The mere joining of a husband or wife with the other, as a plaintiff, in the petition, does not render him or her competent to testify. Wood v. Livingston, 93 Okla. 72,219 P. 377. He or she, as the case may be, must in fact have a joint interest in the action or must have acted as the agent of the other, and such must be shown by the evidence. And by the same token, if the husband had a joint interest with his wife in the present action he was competent to testify.

It appears that he joined with her in the execution of the deeds to defendants, signing them as one of the grantors. On their faces they purported to be warranty deeds. If they were deeds in fact and law, then he was jointly with his wife bound by the warranties therein. Those warranties in what appeared to be outstanding deeds could become liabilities of a substantial nature, depending upon events and developments. Under the principles announced in Turner v. Nicholson, 143 Okla. 45,287 P. 396, though the analogy is not perfect, he had such an interest here as would entitle him to testify. In the first paragraph of the syllabus in that case we said:

"The plaintiff sued a married woman in ejectment to recover certain lands. The defendant answered claiming title through a deed from plaintiff to defendant's husband and deed by him to her. The plaintiff replied that the purported deed from her to the husband of defendant was a forgery. The defendant served notice on her husband of the pendency of the suit, and requested him to defend the warranty in his deed to her. Held, that in this situation the husband could testify to circumstances tending to show the deed to him was not a forgery."

The basis of his competency in that case *484 was said to be his interest in the action arising from his warranty. However, it should be observed that in that action he had been put on notice to defend his warranty, while here he had not expressly been put on notice, though by her pleadings the defendant asserted in legal substance that he had warranted the title, in that he had executed to her a warranty deed or deeds. See, also, West Russell v. Rawdon, 33 Okla. 399,130 P. 1160, and cases summarized under note 33, 12 Okla. St. Ann., sec. 385.

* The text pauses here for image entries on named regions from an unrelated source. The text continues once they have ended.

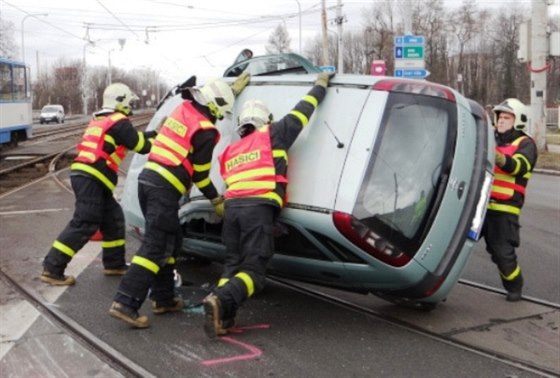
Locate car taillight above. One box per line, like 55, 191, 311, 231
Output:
424, 276, 446, 297
333, 211, 411, 267
373, 79, 456, 102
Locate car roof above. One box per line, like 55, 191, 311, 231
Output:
223, 53, 321, 77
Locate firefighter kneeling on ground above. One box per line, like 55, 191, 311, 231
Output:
109, 73, 250, 328
41, 83, 157, 286
482, 98, 537, 302
203, 73, 333, 338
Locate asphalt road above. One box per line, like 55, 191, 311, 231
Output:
463, 174, 560, 303
0, 170, 560, 377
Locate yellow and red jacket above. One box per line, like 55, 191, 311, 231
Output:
146, 101, 220, 194
219, 125, 288, 207
74, 113, 127, 172
488, 136, 532, 215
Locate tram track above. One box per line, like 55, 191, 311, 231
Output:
0, 114, 151, 195
0, 109, 560, 377
0, 258, 560, 377
0, 269, 155, 378
268, 276, 560, 377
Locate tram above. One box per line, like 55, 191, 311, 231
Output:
0, 58, 33, 146
121, 56, 494, 310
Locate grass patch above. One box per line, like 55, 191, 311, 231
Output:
545, 131, 560, 144
536, 151, 560, 171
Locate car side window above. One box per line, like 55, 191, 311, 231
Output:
353, 94, 454, 253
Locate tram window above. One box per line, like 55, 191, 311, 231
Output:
0, 64, 12, 100
14, 67, 27, 100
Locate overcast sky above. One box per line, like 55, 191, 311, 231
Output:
0, 0, 560, 85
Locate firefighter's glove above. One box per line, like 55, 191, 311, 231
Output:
231, 71, 251, 97
495, 152, 506, 167
179, 193, 191, 207
210, 196, 224, 218
315, 72, 334, 88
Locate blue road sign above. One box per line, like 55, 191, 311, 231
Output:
403, 35, 424, 45
395, 69, 430, 79
394, 35, 426, 46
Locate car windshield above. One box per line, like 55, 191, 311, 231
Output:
352, 94, 456, 255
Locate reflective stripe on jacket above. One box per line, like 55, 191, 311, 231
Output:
146, 101, 220, 194
74, 113, 126, 172
219, 125, 288, 207
488, 136, 531, 215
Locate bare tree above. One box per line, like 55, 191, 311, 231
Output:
449, 0, 478, 93
265, 23, 291, 54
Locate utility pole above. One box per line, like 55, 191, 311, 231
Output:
529, 0, 549, 151
321, 0, 329, 66
335, 0, 345, 73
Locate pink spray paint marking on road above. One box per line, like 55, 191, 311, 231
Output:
201, 324, 270, 366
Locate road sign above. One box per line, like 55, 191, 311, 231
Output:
395, 59, 426, 69
395, 69, 430, 79
395, 46, 424, 59
394, 35, 426, 46
403, 35, 424, 45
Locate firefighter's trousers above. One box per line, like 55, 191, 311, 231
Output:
43, 175, 125, 275
115, 182, 183, 310
482, 211, 523, 291
215, 200, 277, 319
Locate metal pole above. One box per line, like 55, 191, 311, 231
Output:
321, 0, 329, 66
82, 41, 93, 114
108, 50, 113, 85
21, 13, 49, 63
296, 0, 301, 55
336, 0, 344, 73
529, 0, 548, 151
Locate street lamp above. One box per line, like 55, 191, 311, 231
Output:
21, 13, 49, 63
296, 0, 301, 55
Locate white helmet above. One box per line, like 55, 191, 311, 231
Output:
492, 98, 529, 130
235, 100, 272, 133
103, 83, 138, 115
189, 79, 235, 119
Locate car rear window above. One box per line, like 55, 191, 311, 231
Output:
352, 93, 457, 256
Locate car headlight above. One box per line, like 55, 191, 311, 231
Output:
468, 171, 494, 241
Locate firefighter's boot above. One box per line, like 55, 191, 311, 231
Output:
41, 270, 76, 286
502, 273, 523, 302
109, 302, 150, 328
152, 297, 185, 315
202, 294, 227, 339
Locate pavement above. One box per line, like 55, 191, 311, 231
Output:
0, 159, 560, 378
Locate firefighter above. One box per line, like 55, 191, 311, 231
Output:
109, 73, 250, 328
41, 83, 157, 286
482, 98, 537, 302
203, 73, 332, 338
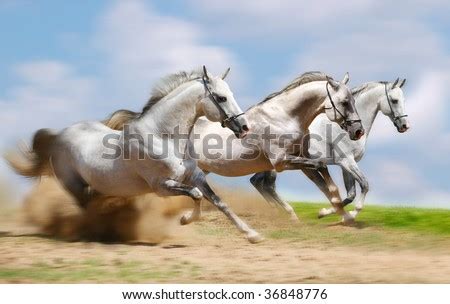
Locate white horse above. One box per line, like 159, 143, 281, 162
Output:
9, 67, 268, 242
252, 79, 409, 221
100, 72, 364, 221
191, 72, 364, 222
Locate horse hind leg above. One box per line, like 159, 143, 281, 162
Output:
191, 169, 264, 243
342, 169, 356, 206
51, 161, 94, 209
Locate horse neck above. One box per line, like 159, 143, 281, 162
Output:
261, 81, 327, 131
355, 86, 384, 138
137, 81, 204, 134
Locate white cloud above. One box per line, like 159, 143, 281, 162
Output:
0, 61, 96, 147
93, 0, 242, 107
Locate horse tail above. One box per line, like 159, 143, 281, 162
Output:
102, 110, 141, 130
5, 129, 57, 177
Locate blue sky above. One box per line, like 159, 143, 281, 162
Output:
0, 0, 450, 207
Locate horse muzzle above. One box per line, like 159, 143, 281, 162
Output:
346, 121, 365, 140
223, 115, 250, 138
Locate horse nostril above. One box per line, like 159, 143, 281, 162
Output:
355, 130, 364, 138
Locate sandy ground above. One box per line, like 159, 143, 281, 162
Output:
0, 205, 450, 283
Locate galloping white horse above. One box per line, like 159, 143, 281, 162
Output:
252, 79, 409, 221
186, 72, 364, 222
104, 72, 364, 221
9, 67, 262, 242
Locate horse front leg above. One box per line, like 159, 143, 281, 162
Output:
342, 160, 369, 219
250, 170, 300, 223
342, 168, 356, 206
157, 179, 203, 225
191, 168, 264, 243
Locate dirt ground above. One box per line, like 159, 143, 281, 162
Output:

If the deeds were in fact but a mortgage, supported by a debt owed jointly by him and his wife (as found by the trial court), then that situation carried along with it a personal liability of his own, and he was a proper party, if not a necessary party, with a real and substantial present interest in any action determining that liability or the state of the title. In fact, the journal entry of judgment finds and adjudges that jointly with his wife he is indebted to defendant in a certain stated sum, being the unpaid balance on the mortgage which the deeds were construed to constitute. That being the case, by paying the small remaining balance due thereon he could rid himself of contingent liability on the warranties contained in the purported deeds, and to that extent at least he was jointly interested with his wife and was not within the disqualification imposed by the statute.

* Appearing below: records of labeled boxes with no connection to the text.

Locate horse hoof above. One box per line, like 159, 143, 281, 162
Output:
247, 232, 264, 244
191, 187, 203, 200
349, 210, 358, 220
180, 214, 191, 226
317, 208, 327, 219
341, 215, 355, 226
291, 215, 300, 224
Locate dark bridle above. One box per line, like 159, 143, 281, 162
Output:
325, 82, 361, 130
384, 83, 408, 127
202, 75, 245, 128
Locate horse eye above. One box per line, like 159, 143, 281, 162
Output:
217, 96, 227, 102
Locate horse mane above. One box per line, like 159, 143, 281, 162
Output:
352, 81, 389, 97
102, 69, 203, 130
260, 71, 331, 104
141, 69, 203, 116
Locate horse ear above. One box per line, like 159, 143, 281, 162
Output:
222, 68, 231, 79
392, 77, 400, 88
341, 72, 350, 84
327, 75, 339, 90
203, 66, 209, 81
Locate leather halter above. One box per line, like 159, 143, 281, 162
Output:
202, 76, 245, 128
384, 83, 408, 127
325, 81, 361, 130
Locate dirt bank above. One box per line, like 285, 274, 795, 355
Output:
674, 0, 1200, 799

The defendant next complains of the refusal of the trial court to grant a new trial for newly discovered evidence. The evidence was set forth in affidavits of certain proposed witnesses and attached to the motion for new trial. Examination reveals that the proposed testimony would have been almost entirely of an impeaching nature. Furthermore, there was no showing by defendant that with diligence this same evidence could not have been discovered before trial. It is fundamental that such showing be made, and the class of newly discovered evidence which may entitle one to a new trial does not, ordinarily, include that which would merely impeach that which has already been considered at the trial.

The judgment is affirmed.

OSBORN, C. J., BAYLESS, V. C. J., and CORN and GIBSON, JJ., concur.